A common ancestor in title of this land created by grant, for the benefit of the respondent’s land, a nine-foot easement of passage on and over complainants’ land next to the boundary between the two properties. It is not disputed that the conveyance to complainants was made subject to this easement.

The respondent had never used this easement but gave complainants notice of her intention to do so and this bill was brought to settle the rights of the parties. The complainants admitted that an easement created by grant is not lost by mere nonuser. They claim, however, that this easement was abandoned by .respondent and also that they have shown adverse user for more than ten years. The trial justice decided against complainants and stated in his re-script: “There is no evidence before the Court that the respondent or any ancestor in title, by word or act, showed any intention to voluntarily abandon or release the right to use the driveway southerly of respondent’s land.”
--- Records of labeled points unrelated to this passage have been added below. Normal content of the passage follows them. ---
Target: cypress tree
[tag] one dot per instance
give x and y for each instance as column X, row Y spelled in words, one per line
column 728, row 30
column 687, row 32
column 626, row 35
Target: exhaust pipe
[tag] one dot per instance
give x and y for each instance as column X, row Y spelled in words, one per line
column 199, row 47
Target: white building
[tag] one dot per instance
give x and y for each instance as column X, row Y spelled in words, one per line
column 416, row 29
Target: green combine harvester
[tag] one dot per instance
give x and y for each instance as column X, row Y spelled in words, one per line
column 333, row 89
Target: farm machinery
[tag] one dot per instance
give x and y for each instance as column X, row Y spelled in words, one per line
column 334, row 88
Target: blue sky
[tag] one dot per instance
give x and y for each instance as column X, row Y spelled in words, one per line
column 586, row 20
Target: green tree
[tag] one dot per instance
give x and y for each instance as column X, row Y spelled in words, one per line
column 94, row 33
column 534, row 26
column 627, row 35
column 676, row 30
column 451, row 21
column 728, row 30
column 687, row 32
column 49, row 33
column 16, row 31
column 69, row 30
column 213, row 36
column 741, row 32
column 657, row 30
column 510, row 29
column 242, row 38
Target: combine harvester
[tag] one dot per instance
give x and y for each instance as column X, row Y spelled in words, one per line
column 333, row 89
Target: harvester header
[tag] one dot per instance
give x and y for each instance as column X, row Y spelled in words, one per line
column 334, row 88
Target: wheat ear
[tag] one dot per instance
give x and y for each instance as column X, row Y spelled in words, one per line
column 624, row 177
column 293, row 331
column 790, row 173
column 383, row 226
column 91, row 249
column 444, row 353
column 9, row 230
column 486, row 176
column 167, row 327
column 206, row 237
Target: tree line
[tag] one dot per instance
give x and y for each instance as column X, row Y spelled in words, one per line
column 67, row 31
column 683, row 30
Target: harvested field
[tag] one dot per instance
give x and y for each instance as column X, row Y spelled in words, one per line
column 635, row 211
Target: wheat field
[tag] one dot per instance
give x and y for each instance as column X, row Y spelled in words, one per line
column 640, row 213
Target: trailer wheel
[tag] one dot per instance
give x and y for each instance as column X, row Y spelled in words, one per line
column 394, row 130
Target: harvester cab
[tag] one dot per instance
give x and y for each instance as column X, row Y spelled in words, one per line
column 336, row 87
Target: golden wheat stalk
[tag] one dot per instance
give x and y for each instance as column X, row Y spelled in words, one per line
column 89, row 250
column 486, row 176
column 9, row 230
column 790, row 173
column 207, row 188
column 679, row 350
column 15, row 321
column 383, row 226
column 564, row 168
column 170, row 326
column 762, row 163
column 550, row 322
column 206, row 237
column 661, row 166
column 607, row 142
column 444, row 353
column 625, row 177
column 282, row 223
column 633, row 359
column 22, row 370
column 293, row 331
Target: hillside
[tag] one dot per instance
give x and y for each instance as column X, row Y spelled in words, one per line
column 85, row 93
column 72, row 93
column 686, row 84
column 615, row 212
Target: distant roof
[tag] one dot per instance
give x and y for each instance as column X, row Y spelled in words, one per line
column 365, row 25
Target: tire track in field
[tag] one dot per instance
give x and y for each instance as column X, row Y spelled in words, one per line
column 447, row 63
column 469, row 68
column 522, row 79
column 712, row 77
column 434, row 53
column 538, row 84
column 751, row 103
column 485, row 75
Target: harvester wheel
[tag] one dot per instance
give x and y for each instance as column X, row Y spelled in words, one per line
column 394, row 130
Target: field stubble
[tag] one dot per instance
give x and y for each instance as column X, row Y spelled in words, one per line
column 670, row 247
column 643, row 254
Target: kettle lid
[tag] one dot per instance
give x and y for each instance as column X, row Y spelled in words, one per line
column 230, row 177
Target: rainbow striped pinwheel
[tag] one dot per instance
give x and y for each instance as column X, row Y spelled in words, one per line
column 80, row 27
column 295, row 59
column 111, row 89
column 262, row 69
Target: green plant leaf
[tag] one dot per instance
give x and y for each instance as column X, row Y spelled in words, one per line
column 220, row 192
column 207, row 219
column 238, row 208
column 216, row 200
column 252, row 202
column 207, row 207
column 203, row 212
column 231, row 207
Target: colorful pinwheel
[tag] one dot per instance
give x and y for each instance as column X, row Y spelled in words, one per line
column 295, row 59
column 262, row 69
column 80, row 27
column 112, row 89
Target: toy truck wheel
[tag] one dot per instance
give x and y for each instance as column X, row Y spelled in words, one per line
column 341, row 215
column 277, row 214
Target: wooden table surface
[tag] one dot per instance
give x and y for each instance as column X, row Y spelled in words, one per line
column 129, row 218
We are in agreement with this statement and in our opinion the decision is without error. The complainants first contend that the trial justice failed to consider the fact that respondent had erected an outdoor fireplace next to the boundary between the two properties, but it is clear from the evidence that this was on respondent’s own land and not on the nine-foot strip. Consequently it would not interfere with the use of the right of way and in our judgment this fact is no evidence of abandonment. The complainants further claim that there is now a chain link fence between the properties; that it was there before they bought their land in 1927; and that they have set out flowers and shrubs along that fence on their side. However, complainant Jan Skutnik admitted that the shrubbery and plants would not prevent the passage of an automobile along the nine-foot strip in dispute.

Philip M. Hak, for complainants.

Ambrose V. Aylward, for respondent.

Moreover it is significant that complainants built and still maintain a fence along their property on the street side with gates at the street end of this nine-foot strip, where there is also a driveway break in the pavement and where the sidewalk is graded down to the street. The complainant Jan Skutnik admitted that these gates were wide enough to accommodate an automobile. This is strong evidence of the recognition by complainants of the right of way over their land and it controverts their claim of adverse user.

The complainants’ appeal is denied and dismissed, the decree appealed from is affirmed, and the cause is remanded to the superior court for further proceedings.